Otras veces María se quejaba de que la señora Musgrove se las ingeniaba para no darle a ella la precedencia que se le debía cuando comían en la Casa Grande con otras familias, y no veía por qué razón se la tenía tan en menos en aquella casa para privarla del lugar que legítimamente le co­rrespondía. Y un día, mientras Ana paseaba a solas con las señoritas Musgrove, una de ellas, después de haber estado hablando del rango, de la gente de alto rango y de la manía del rango, dijo:

-No tengo reparo en observarle lo estúpidas que se ponen ciertas personas con la cuestión de su lugar, porque todos sabemos lo poco que le importan a usted esas cosas; pero me gustaría que alguien le hiciese ver a María cuánto mejor sería que se dejase de esas terquedades y especialmen­te que no anduviese siempre adelantándose para quitarle el sitio a mamá. Nadie duda de sus dere­chos a la precedencia por encima de mamá, pero sería más discreto que no estuviese siempre insis­tiendo en eso. No es que a mamá la preocupe en lo más mínimo, pero sé que muchas personas se lo han criticado.

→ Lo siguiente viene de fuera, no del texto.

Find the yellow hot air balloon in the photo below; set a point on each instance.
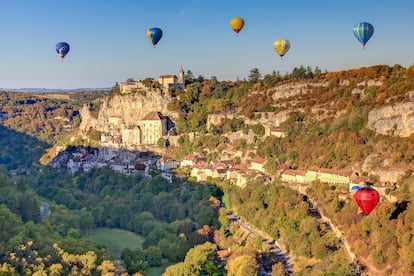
(281, 46)
(237, 24)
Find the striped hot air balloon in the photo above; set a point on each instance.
(363, 32)
(281, 46)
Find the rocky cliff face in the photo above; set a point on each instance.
(128, 108)
(393, 119)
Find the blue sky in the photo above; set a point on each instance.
(109, 44)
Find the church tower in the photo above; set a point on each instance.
(181, 79)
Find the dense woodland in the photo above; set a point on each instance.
(178, 219)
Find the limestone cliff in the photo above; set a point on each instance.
(393, 119)
(127, 108)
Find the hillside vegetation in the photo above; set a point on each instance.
(357, 119)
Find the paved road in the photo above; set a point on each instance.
(282, 256)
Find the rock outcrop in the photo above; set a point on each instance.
(394, 119)
(128, 109)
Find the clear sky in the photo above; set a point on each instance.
(109, 44)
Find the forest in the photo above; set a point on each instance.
(181, 222)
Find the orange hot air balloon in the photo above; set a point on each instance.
(237, 24)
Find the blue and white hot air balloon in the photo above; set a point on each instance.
(363, 32)
(62, 48)
(154, 35)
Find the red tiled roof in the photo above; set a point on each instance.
(294, 172)
(154, 115)
(258, 160)
(167, 76)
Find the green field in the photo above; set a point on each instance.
(115, 239)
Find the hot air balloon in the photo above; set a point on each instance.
(62, 48)
(237, 24)
(366, 198)
(281, 46)
(154, 35)
(354, 189)
(363, 32)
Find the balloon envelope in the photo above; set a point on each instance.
(363, 32)
(367, 199)
(62, 48)
(281, 46)
(237, 24)
(154, 35)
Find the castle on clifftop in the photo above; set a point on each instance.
(166, 82)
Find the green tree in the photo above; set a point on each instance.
(154, 256)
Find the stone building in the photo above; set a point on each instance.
(153, 127)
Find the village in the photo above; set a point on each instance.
(241, 174)
(130, 149)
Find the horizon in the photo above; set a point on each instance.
(108, 42)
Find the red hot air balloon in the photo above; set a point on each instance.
(366, 198)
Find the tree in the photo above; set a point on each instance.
(154, 255)
(189, 77)
(278, 270)
(255, 75)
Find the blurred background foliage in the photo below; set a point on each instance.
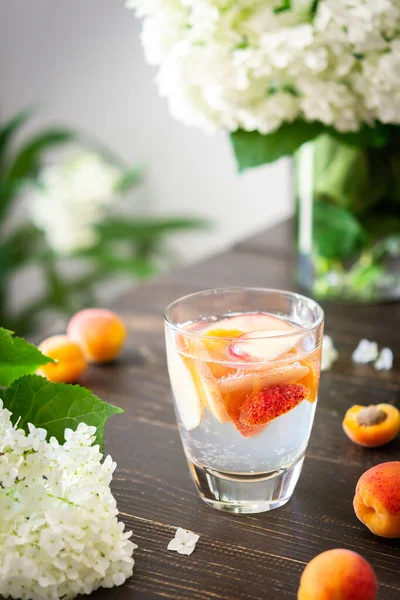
(111, 244)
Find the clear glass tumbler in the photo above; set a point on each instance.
(244, 365)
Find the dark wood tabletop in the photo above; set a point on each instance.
(241, 557)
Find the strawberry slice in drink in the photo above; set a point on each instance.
(262, 407)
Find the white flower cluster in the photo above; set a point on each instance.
(255, 64)
(59, 533)
(71, 199)
(367, 352)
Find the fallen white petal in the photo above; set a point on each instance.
(365, 352)
(184, 541)
(385, 360)
(181, 534)
(329, 353)
(186, 550)
(192, 540)
(175, 544)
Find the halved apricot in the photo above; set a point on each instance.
(373, 425)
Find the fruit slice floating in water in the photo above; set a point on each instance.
(207, 389)
(246, 431)
(259, 408)
(311, 379)
(252, 322)
(265, 345)
(258, 380)
(185, 392)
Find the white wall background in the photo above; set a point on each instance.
(81, 63)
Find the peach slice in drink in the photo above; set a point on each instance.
(207, 388)
(265, 345)
(311, 379)
(254, 381)
(185, 392)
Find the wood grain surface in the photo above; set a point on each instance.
(258, 557)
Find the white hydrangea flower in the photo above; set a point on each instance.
(329, 353)
(59, 532)
(384, 361)
(365, 352)
(184, 541)
(221, 63)
(71, 198)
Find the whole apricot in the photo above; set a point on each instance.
(373, 425)
(100, 333)
(70, 361)
(377, 499)
(338, 575)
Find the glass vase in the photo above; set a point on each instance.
(348, 220)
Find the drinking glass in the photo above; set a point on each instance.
(244, 366)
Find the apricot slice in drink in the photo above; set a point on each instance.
(311, 379)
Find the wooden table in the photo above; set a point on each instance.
(240, 557)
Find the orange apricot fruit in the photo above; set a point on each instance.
(338, 574)
(373, 425)
(100, 333)
(70, 361)
(377, 499)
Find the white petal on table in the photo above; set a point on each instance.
(385, 360)
(186, 550)
(365, 352)
(175, 544)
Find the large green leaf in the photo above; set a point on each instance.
(337, 233)
(56, 406)
(377, 136)
(18, 357)
(21, 246)
(27, 160)
(253, 149)
(123, 228)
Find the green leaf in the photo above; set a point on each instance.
(286, 5)
(123, 264)
(377, 136)
(56, 406)
(139, 229)
(129, 179)
(253, 149)
(11, 127)
(18, 357)
(337, 233)
(27, 161)
(20, 247)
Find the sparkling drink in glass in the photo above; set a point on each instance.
(244, 365)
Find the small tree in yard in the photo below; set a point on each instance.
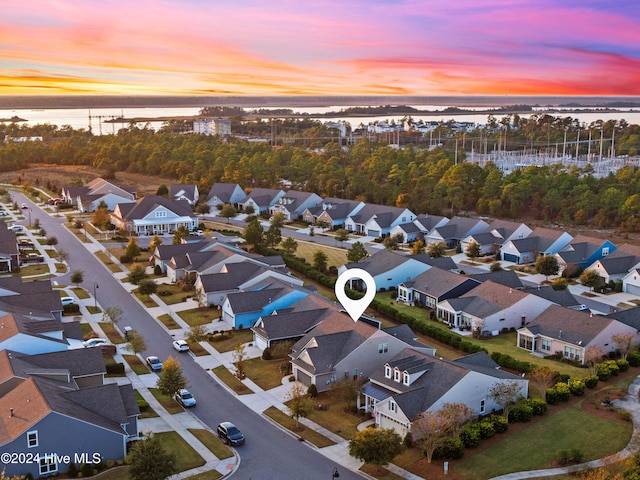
(505, 394)
(377, 446)
(320, 260)
(77, 276)
(299, 403)
(171, 378)
(112, 315)
(136, 343)
(547, 265)
(150, 461)
(133, 249)
(147, 286)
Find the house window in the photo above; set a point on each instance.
(32, 439)
(48, 465)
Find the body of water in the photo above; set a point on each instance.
(97, 119)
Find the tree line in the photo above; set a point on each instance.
(422, 179)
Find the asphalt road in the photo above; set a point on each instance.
(269, 452)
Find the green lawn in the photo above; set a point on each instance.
(231, 339)
(566, 429)
(137, 365)
(168, 321)
(186, 457)
(289, 423)
(199, 316)
(212, 442)
(266, 374)
(231, 381)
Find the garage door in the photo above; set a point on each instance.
(510, 257)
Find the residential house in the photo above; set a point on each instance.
(221, 193)
(618, 264)
(9, 254)
(49, 410)
(389, 269)
(583, 251)
(491, 308)
(211, 288)
(154, 215)
(261, 199)
(411, 383)
(433, 286)
(332, 211)
(340, 348)
(378, 220)
(571, 332)
(212, 258)
(98, 191)
(189, 193)
(294, 203)
(455, 230)
(542, 241)
(243, 309)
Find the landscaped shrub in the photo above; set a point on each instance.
(486, 428)
(604, 373)
(451, 448)
(591, 381)
(539, 406)
(564, 393)
(523, 412)
(576, 386)
(634, 359)
(500, 424)
(470, 435)
(623, 365)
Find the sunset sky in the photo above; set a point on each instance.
(316, 47)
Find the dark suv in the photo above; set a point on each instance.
(230, 434)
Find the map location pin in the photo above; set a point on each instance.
(355, 308)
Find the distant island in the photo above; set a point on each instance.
(8, 102)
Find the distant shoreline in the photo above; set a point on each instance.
(19, 102)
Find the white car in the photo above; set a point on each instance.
(95, 342)
(67, 301)
(181, 345)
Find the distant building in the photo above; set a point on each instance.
(212, 126)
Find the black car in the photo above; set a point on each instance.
(230, 434)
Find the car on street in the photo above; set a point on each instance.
(95, 342)
(154, 363)
(230, 434)
(184, 398)
(181, 345)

¿Cómo podía Ana arreglar esas diferencias? Lo más que podía hacer era escuchar con paciencia, suavizar las asperezas y excusar a los unos delan­te de los otros; sugerir a todos la tolerancia nece­saria en tan estrecha vecindad y hacer que sus consejos fuesen lo bastante amplios para que al­canzasen a aprovechar a su hermana.

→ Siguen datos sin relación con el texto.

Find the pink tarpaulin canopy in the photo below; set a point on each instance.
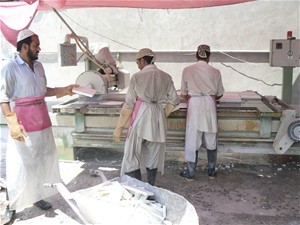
(17, 15)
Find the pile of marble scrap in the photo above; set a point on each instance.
(120, 203)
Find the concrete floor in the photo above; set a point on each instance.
(249, 189)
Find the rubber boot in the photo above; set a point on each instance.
(151, 175)
(135, 174)
(189, 174)
(212, 161)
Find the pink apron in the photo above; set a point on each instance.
(32, 113)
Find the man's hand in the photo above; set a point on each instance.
(62, 91)
(16, 130)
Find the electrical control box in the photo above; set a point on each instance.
(285, 53)
(68, 55)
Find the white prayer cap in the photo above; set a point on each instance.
(202, 51)
(23, 34)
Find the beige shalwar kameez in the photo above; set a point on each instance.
(201, 82)
(146, 139)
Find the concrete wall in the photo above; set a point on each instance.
(242, 27)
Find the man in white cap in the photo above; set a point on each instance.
(31, 158)
(201, 85)
(149, 90)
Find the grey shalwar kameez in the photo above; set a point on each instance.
(201, 82)
(146, 138)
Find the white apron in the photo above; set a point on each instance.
(201, 117)
(146, 143)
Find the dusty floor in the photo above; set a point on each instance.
(249, 189)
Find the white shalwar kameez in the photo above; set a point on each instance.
(28, 165)
(146, 138)
(201, 82)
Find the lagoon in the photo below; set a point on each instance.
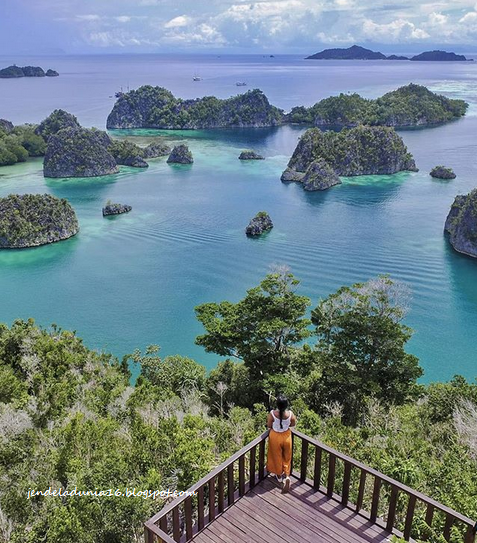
(133, 280)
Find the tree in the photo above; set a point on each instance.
(361, 342)
(260, 329)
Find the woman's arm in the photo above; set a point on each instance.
(269, 421)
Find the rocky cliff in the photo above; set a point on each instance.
(180, 155)
(260, 224)
(78, 152)
(156, 107)
(364, 150)
(461, 224)
(30, 220)
(408, 106)
(25, 71)
(57, 120)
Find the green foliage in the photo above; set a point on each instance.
(20, 143)
(363, 150)
(361, 342)
(69, 417)
(35, 219)
(56, 121)
(261, 329)
(411, 105)
(156, 107)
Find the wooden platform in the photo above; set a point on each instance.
(266, 515)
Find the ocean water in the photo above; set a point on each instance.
(133, 280)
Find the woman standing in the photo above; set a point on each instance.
(280, 420)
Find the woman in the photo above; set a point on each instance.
(279, 456)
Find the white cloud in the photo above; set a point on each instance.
(89, 17)
(396, 31)
(436, 19)
(178, 22)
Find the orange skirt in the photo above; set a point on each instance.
(279, 452)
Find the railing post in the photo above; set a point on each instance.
(242, 475)
(220, 484)
(409, 517)
(188, 517)
(304, 460)
(375, 499)
(148, 535)
(346, 482)
(317, 469)
(470, 535)
(253, 454)
(331, 475)
(392, 509)
(261, 460)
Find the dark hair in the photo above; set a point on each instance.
(282, 404)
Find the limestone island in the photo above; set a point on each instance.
(441, 172)
(439, 56)
(365, 150)
(260, 224)
(461, 224)
(12, 72)
(115, 209)
(78, 152)
(248, 154)
(180, 155)
(408, 106)
(156, 107)
(30, 220)
(355, 52)
(128, 153)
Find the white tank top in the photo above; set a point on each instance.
(276, 423)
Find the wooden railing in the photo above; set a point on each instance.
(393, 506)
(185, 516)
(374, 495)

En otros aspectos, su visita empezó y continuó sin tropiezos. Su estado de ánimo mejoró con sólo haberse alejado tres millas de Kellynch y con el cambio de lugar y de ocupaciones. Las indisposi­ciones de María disminuyeron al tener una com­pañía permanente; y las cotidianas relaciones con la otra familia, como no tenían que interrumpir en la quinta ningún afecto, confianza o cuidado su­perior, eran más bien una ventaja. Dicha comuni­cación era lo más frecuente posible; todas las ma­ñanas se veían y era raro que pasaran una tarde separados; Ana creía que ya no se habrían hallado sin ver las respetables humanidades del señor y de la señora Musgrove en los sitios acostumbra­dos, o sin la charla, la risa y los cantos de sus hijas.

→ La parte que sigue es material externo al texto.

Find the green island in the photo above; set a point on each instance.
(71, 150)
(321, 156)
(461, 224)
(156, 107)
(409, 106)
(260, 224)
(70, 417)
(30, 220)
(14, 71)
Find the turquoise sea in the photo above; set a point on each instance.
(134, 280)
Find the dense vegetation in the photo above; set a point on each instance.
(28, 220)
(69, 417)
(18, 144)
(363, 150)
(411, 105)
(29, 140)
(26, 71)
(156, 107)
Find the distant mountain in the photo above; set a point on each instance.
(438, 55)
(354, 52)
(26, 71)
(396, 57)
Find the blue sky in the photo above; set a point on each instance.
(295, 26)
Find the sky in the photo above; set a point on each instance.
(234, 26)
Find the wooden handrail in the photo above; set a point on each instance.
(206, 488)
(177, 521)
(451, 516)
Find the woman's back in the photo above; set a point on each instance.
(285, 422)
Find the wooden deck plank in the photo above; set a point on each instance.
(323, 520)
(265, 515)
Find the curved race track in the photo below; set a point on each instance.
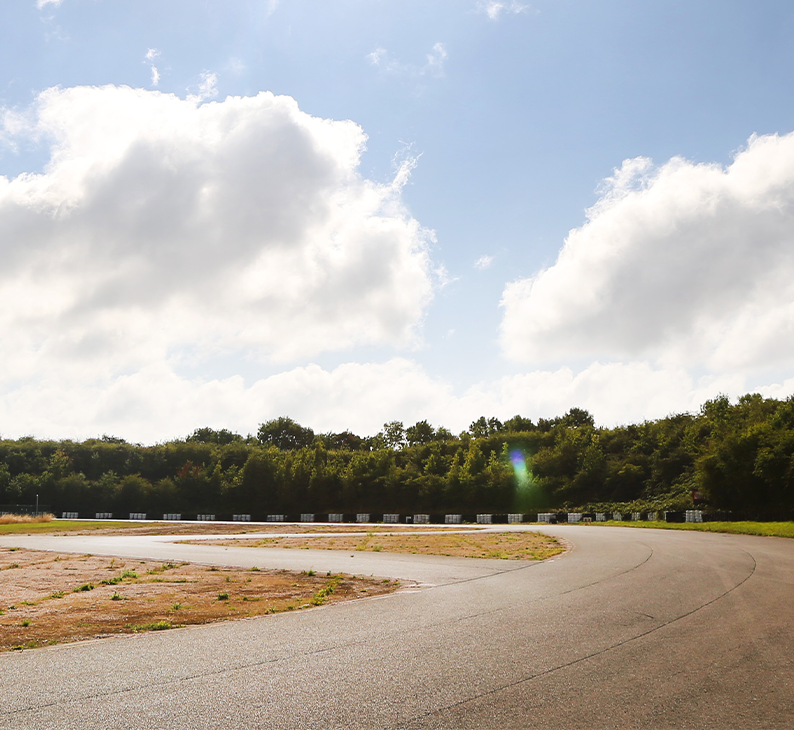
(634, 628)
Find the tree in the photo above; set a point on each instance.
(394, 435)
(284, 434)
(420, 433)
(211, 436)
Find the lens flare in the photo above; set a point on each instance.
(520, 468)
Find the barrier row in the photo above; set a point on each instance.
(416, 519)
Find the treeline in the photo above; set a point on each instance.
(740, 457)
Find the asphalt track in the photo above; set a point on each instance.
(633, 628)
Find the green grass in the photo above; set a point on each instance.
(766, 529)
(29, 528)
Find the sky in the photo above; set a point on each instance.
(218, 212)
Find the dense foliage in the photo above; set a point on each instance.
(740, 456)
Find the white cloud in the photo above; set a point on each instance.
(151, 55)
(164, 229)
(155, 404)
(433, 66)
(494, 8)
(207, 88)
(688, 266)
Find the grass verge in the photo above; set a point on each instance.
(766, 529)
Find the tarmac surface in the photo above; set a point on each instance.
(633, 628)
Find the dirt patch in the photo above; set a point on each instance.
(500, 545)
(49, 598)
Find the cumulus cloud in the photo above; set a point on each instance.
(155, 403)
(686, 265)
(494, 8)
(166, 230)
(433, 66)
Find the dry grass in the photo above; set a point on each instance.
(500, 545)
(50, 598)
(11, 519)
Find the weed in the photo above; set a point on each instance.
(154, 626)
(321, 596)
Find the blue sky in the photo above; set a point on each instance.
(557, 204)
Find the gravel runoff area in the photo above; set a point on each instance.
(506, 545)
(49, 598)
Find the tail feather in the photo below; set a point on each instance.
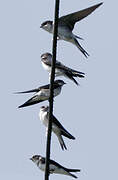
(30, 102)
(70, 76)
(29, 91)
(67, 134)
(61, 141)
(80, 48)
(70, 174)
(74, 170)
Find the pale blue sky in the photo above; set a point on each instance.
(89, 112)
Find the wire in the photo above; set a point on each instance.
(54, 49)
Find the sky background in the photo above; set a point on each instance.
(89, 112)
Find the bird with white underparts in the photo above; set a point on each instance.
(42, 93)
(57, 127)
(60, 69)
(54, 167)
(66, 25)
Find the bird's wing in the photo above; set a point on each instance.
(34, 90)
(72, 18)
(29, 91)
(63, 130)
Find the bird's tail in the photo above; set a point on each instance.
(67, 134)
(72, 170)
(61, 141)
(29, 91)
(74, 41)
(30, 102)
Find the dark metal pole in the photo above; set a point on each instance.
(51, 88)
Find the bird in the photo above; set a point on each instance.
(57, 128)
(60, 69)
(66, 25)
(54, 167)
(42, 93)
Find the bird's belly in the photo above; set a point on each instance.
(44, 119)
(42, 167)
(64, 33)
(58, 72)
(57, 91)
(47, 68)
(59, 171)
(55, 129)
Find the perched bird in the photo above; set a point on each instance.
(57, 128)
(66, 25)
(60, 69)
(42, 93)
(54, 167)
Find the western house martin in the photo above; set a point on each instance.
(42, 93)
(60, 69)
(57, 128)
(66, 25)
(54, 167)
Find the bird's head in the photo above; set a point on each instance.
(35, 158)
(46, 57)
(47, 25)
(60, 82)
(44, 108)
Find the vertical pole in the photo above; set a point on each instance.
(54, 48)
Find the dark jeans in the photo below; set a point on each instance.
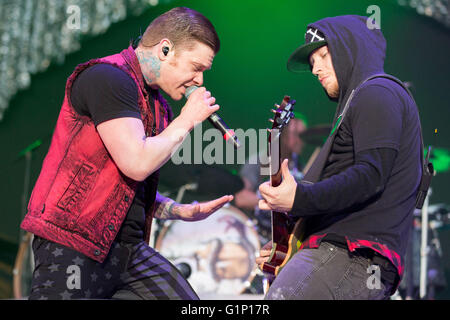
(329, 272)
(130, 271)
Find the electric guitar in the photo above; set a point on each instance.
(287, 234)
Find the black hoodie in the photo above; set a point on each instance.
(365, 192)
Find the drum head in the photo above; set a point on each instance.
(217, 255)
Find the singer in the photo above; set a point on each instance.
(92, 206)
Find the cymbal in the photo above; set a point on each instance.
(316, 135)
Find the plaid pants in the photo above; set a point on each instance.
(130, 272)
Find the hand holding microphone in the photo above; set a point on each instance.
(217, 121)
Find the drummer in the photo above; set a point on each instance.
(291, 147)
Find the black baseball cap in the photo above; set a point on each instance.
(299, 59)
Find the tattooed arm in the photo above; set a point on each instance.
(168, 209)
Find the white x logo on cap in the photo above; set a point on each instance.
(314, 35)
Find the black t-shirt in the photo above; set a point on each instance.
(104, 92)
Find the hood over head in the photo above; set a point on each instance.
(356, 51)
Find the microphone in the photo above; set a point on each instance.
(218, 123)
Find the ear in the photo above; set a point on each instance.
(164, 49)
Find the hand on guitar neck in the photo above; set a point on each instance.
(281, 198)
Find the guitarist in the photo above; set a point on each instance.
(358, 204)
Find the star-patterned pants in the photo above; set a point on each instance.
(130, 271)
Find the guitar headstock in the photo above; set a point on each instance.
(282, 115)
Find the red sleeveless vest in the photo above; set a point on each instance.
(81, 198)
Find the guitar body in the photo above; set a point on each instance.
(286, 241)
(287, 234)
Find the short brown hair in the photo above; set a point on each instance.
(182, 26)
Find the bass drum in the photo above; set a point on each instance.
(216, 255)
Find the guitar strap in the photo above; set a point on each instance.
(314, 173)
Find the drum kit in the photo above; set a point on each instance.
(217, 255)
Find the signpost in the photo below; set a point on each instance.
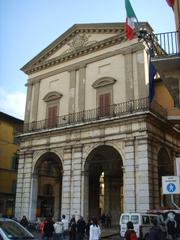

Ana tocaba el piano mucho mejor que una u otra de las señoritas Musgrove; pero como no tenía voz ni conocimiento del arpa, ni padres em­belesados sentados delante de ella, nadie repara­ba en su habilidad más que por cortesía o porque permitía descansar a los demás ejecutantes, lo que a ella no le pasaba inadvertido. Sabía que cuando tocaba a nadie daba gusto más que a sí misma; pero esto no le era nuevo, exceptuando un corto período de su vida; nunca, desde la edad de ca­torce años, en que perdió a su madre, había co­nocido la dicha de ser escuchada o alentada por una justa apreciación de verdadero gusto. En la música se había tenido que acostumbrar a sentirse sola en el mundo; y el ciego entusiasmo del señor y de la señora Musgrove por los talentos de sus hijas, con su total indiferencia hacia los de cual­quier otra persona, le daba mucho más placer por la ternura que significaba, que mortificación por sí misma.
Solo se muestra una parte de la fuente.